Re: Bidirectional Binary Self-Joins

From: Marshall <marshall.spight_at_gmail.com>
Date: 30 Mar 2007 22:16:55 -0700
Message-ID: <1175318215.358053.322710_at_p77g2000hsh.googlegroups.com>


On Mar 30, 9:55 am, "David Cressey" <cresse..._at_verizon.net> wrote:
> [...]
> So the old bugaboo about sets versus lists surfaces once again.
>
> Marshall's description, in terms of RVA's obscures the difference between a
> set and a list, because when you lay it out in text, a set looks like a
> list.

Well, uh, I guess. I expect we can certainly agree that sets and lists are different things and that syntax should reflect this. However
if the syntax is unambiguous, (which it darn well better be) and there is still confusion, we have to put that at the feet of the reader.

Note that syntax is fundamentally ordered. Any sentence in any language is a finite sequence of symbols, and by "sequence" I mean exactly "list." (The two terms refer to the same thing, mathematically.) Therefore any syntax we have for sets must necessarily have some order to the symbols, and we explicitly distinguish when certain sequences of tokens have meaningful order and when they don't.

> Marshall, for your RVA solution, how would the query language
> handle the question, "Find all the games that Hope played"?
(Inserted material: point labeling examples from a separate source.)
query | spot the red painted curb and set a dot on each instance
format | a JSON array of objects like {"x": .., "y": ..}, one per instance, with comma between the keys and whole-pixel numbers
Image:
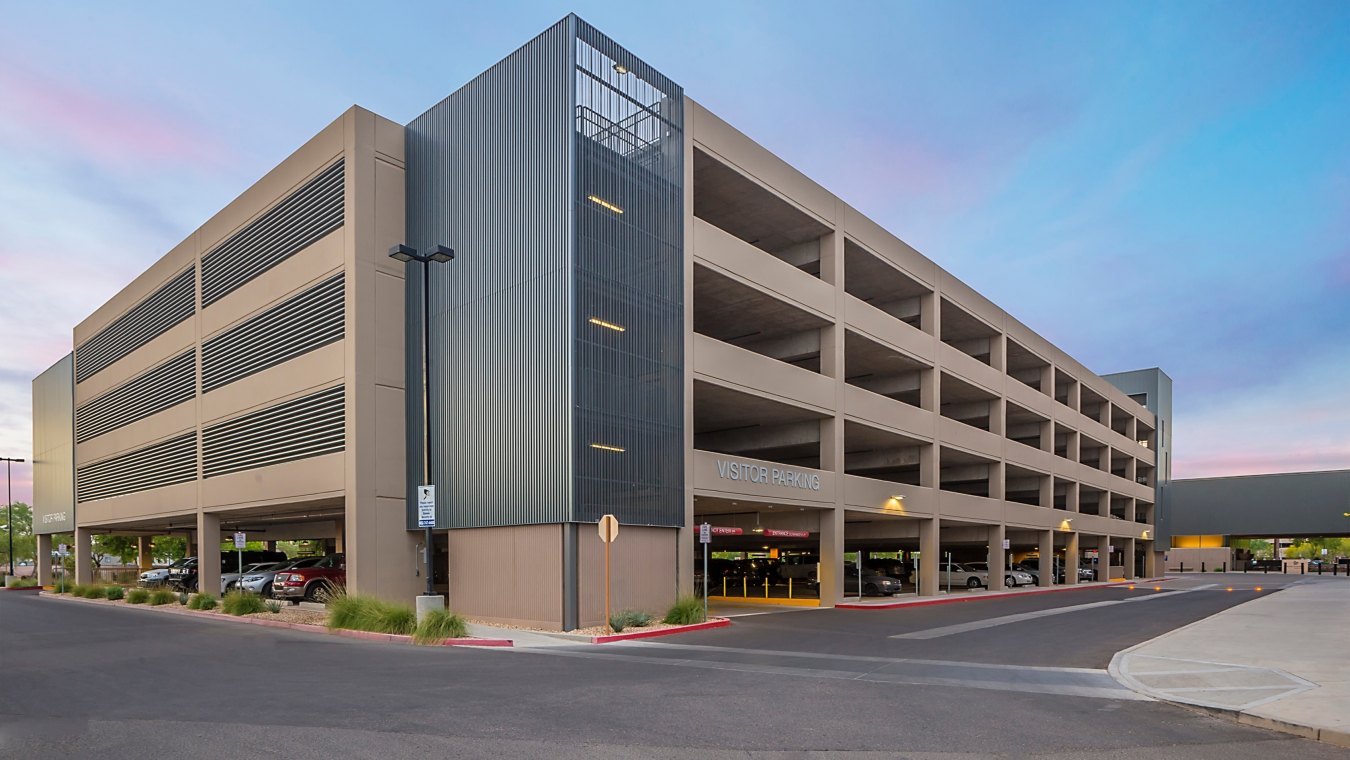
[
  {"x": 995, "y": 595},
  {"x": 305, "y": 627},
  {"x": 609, "y": 637}
]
(To be answered later, (if at all :-))

> Also, let's say you already had the game you stated in the database, and
> you tried to insert the following game:
>
> { date=12-Dec, teamscores={(team=Calvin, score=32), (team=Hope,
> score=59)}}
>
> Would the database engine detect that the game was already in the relation?
> If so, how would it do that? I realize my question is a physical one, not a
> logical one, but I'm asking anyway.

I don't think the situation is any different when we have RVAs than when we don't. Whatever the key is, if we have an index on that key, then we look up the projection of the insert set onto the key columns in the index and if we find any overlap then we abort. If we don't have an index, then we may have to sort both source and destination and merge the results, at a cost of, what O(n logn + m logm), where n, m are the sizes of the relvar and the insert set.